Husband cleans up and does the dishes, and I hide in the bathroom with the iPad, playing Candy Crush Saga for six minutes. This is what passes for “me time” these days. If anyone sees me away from my laptop, I am seen as fair game for interaction. I have been reduced to pretend to go to the bathroom in order to sit quietly on my own for a moment. I don’t think this is the what I had in mind when I studied for not one but two Master's degrees and worked hard for years to establish myself professionally.
5 Fourteen Hours And Counting
Six thirty and I’ve been up forever, so I tell the kiddos it will be bedtime soon. As anticipated, in the hope that is they don’t engage with me I will forget about sending them off to the land of nod, both little ones disappear into their room to play. Score.
Husband has been in bed for an hour, hoping to get a full six hours of sleep before starting his working shift at midnight. As a result, I am trying to do some more writing and ensure that the kiddos don’t get too vocal in their play.
Eight pm and the laptop is closed, and I can go into full-time mom mode. Thing One and Thing Two are prepped and primed for bed, and we tidy up their bedroom together. I don’t bother trying to keep on top of things during the day, it’s too distracting, but one rule we do have is, at the end of the day, the creeping tide of child fueled detritus is corralled, and things must be put back in the place from which they came.
Craft items are left spread across the table because the little lady declares “I haven’t finished making the thing that is in my head come out and live on the paper yet.” Having looked at what is going happening on the paper so far, I am incredibly fearful of what is in her head and what will happen if it ever really does get out.
3 Our Special Half Hour
From eight to eight-thirty our little mom and kiddos trio, sits together on the sofa, swapping stories, watching funny animal videos on YouTube and talking about whatever comes to mind. This is the one sacred time of day when nothing else ever takes precedence.
After tucking them in, making sure the correct stuffies are sitting in the right order on the pillow, the nightlight is set to the proper brightness and leaving the door open so they can call me when, not if they need me, I finally collapse on the sofa.
Now I’m in a quandary.

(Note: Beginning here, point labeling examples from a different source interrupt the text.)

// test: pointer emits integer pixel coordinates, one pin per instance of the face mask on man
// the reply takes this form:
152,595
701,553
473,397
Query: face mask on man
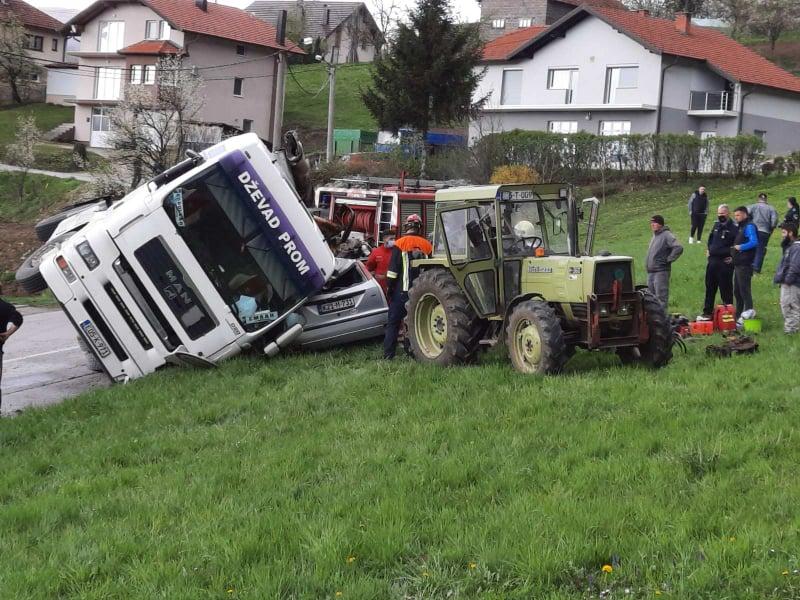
246,306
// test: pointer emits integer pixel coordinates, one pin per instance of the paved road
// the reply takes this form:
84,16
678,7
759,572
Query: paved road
43,363
81,176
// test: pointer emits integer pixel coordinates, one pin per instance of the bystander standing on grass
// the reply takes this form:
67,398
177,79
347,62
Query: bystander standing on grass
664,250
788,277
765,218
10,322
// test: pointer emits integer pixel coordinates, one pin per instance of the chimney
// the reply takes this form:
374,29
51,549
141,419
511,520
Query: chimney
280,28
683,22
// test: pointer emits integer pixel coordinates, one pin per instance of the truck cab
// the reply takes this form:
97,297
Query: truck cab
210,258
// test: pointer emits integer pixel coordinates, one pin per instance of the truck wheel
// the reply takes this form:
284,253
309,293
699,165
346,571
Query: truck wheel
28,276
441,322
657,351
534,339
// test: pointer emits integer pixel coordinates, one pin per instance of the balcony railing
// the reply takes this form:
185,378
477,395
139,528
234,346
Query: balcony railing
711,101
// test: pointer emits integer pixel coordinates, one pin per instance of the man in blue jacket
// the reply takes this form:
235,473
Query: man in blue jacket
744,251
788,276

I could really go a quiet cup of coffee, but it is a bit late. Secure in the knowledge I’m not going to sleep any time soon I grab a cup, curl up on the sofa.
2 The Constant Workplace
I should go to bed, but I know that quiet time is precious so out comes the laptop again. I let my fingers loose on the keyboard and go in search of my writing mojo. This is another disadvantage to working from home. You’re never away from your job. It’s always there, either in the room with you or lurking on the other side of a door like the big hairy closet monster you have to check for before the kids will go to sleep.
Close your eyes and imagine your boss, the people you work with, and all of the work you do, standing behind a door in your house, gently tapping on the wood to remind you they are there and need dealing with. That’s what it’s like to work from home.
1 Looking On The Brightside
Tonight is a good one. Nobody is worried about monsters in the closet or itchy labels in their PJ’s, so it is almost eleven before I realize it’s not my glasses that are smudged but my eyes that are going blurry.
There’s just time to consider the fact that I still didn’t eat healthily, get in any exercise, or do anything to win a Mom Of The Year award, but I did manage to keep everyone alive, and right now that feels like a win. At this point, I’ll take what I can get. Maybe things will be different tomorrow. Or perhaps the next day, or the next. Being a WAHM is a 24/7 gig so be prepared to live in a perpetual Groundhog Day where the people might age but the work, the guilt, the conflicting demands, and the yearning for an adult conversation during the day never ends.
Reference: This one mom's experience.